Thursday, January 5, 2012

5 January 2012 When Cabin fever sets in…



Town Breathes Easier as Frozen Dead Guy and His Festival Stay Put
          Cabin fever is bad enough when it involves one person.  However, when an entire town gets it, the cure seems to involve beer and a bizarre celebration.
          The higher the altitude, the deeper the snow, the more frantic the treatment and cure.  Aspen, when I lived nearby, held and annual ski & splash event, complete with bikini-clad women competitors.  The participants would ski down a ramp and the upslope at the bottom would launch them rather like the “ski-jump” bow of a Russian aircraft carrier.  Once airborne they had a limited amount of time to perform some acrobatic entry into a tank of water, adjust their garments, and surface to applause of a well-oiled audience. 
          Of course, that was decade ago and the response to cabin fever may be dealt with in some other manner. 
          There are winter’s end behaviors that are measured and productive – fly tying, ice fishing, cooking huge pots of chili; and those that are not – bar brawls, domestic disputes, and television-driven “spring breaks.”

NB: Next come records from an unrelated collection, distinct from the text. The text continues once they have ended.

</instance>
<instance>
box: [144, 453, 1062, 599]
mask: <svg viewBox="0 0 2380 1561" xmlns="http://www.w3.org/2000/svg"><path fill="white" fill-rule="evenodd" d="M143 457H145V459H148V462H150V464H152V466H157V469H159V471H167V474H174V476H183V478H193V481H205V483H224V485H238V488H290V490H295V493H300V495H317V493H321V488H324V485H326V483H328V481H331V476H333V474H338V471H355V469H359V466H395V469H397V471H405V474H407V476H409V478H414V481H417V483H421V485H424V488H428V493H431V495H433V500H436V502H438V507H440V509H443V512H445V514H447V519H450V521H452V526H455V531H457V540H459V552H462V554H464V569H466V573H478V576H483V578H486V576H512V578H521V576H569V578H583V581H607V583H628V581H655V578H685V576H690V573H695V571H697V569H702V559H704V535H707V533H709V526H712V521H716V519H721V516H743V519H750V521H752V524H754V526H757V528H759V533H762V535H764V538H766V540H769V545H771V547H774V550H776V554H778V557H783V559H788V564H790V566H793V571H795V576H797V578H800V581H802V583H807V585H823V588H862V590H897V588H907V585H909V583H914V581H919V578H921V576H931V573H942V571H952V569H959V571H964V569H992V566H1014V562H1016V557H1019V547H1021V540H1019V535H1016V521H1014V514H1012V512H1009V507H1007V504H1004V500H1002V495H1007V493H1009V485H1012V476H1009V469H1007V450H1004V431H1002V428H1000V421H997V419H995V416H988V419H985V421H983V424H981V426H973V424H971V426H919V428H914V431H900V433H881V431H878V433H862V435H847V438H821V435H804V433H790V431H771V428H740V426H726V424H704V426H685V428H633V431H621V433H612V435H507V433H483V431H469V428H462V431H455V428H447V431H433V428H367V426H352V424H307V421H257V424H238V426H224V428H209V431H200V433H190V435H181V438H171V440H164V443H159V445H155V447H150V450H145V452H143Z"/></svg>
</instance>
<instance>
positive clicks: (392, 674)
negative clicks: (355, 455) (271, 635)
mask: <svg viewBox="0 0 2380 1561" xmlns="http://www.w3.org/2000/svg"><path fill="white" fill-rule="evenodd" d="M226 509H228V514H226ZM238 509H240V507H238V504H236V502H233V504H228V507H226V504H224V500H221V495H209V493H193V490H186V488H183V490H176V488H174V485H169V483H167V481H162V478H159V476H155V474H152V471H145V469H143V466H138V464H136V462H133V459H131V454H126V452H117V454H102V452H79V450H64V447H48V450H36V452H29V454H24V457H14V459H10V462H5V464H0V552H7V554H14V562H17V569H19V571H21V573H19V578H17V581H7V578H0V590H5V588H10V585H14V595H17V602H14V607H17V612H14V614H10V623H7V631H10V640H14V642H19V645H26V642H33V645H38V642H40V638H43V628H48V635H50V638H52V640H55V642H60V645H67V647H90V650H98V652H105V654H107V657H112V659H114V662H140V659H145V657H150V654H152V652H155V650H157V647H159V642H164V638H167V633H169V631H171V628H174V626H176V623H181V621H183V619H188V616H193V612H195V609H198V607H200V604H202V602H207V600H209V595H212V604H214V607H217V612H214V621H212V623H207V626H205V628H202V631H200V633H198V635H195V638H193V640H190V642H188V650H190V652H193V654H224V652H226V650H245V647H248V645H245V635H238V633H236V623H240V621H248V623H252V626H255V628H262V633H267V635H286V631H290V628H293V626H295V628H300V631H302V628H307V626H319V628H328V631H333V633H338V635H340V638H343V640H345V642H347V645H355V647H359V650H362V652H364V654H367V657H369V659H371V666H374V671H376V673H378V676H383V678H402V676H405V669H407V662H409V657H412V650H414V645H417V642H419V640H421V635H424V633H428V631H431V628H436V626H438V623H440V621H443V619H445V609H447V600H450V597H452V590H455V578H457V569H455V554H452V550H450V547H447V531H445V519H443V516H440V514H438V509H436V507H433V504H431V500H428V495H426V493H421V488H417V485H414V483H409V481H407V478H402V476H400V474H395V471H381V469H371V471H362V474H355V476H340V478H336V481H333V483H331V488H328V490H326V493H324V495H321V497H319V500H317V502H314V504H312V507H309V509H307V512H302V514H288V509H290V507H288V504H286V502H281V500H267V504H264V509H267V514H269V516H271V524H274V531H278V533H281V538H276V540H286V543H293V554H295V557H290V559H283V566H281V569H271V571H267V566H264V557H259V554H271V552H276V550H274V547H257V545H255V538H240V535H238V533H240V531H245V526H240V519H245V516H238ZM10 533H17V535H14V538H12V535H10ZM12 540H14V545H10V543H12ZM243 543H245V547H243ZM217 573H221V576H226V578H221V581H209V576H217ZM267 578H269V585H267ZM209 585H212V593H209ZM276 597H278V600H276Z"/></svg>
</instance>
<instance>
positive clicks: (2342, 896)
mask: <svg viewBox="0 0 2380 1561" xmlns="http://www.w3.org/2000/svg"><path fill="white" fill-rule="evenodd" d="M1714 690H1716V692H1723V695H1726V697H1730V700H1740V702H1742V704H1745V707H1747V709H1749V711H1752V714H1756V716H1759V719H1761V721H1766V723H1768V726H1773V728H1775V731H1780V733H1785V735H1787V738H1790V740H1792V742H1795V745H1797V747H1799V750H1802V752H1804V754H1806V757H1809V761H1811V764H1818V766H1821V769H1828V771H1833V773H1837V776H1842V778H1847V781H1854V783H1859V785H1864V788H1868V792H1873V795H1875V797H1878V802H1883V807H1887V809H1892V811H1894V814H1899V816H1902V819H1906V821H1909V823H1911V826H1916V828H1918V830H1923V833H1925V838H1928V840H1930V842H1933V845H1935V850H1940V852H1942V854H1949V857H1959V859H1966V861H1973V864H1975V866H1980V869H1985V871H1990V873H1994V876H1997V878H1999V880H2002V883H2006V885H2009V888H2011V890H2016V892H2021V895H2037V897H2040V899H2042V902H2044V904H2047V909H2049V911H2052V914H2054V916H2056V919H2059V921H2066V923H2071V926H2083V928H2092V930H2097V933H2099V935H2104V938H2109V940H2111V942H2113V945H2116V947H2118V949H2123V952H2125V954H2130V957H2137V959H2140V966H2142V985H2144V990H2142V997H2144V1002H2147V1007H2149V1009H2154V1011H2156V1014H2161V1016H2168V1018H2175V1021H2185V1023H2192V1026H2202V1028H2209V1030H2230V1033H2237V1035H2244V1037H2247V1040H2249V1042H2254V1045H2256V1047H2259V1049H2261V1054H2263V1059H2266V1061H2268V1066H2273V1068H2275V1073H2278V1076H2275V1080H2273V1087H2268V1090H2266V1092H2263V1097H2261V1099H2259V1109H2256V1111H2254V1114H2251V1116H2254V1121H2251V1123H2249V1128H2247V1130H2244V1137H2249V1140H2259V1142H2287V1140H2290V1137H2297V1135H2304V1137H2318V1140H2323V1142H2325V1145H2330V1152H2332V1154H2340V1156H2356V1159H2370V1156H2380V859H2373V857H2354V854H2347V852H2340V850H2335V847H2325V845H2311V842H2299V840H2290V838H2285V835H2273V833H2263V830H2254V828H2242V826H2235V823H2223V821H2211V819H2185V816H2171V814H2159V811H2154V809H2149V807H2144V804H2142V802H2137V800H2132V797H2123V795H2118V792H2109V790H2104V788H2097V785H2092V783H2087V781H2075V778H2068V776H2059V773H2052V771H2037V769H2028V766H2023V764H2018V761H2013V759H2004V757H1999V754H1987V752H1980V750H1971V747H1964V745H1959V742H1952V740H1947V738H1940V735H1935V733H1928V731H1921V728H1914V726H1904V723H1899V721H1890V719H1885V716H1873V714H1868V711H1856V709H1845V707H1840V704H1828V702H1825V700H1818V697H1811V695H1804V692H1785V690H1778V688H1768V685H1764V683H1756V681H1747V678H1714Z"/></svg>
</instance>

          Extreme cases of cabin fever don’t even require a cabin.  A trapper’s shack, a cave, a wagon bed each has famous proponents – Alferd Packer and the Donner party are prime examples.  Beyond acts of desperation, such extreme cases are also know for reams of journal entries more or less intelligible, mountains of bad poetry, plays, and poorly-written books that despite their lack of merit have become known as “old Classics.”  It is safe to assume that the writers, diarists, and poets mentioned above were well lubricated with some form of anti-freeze that lasted through the cabin fever season.  The alternative is just too horrid to consider.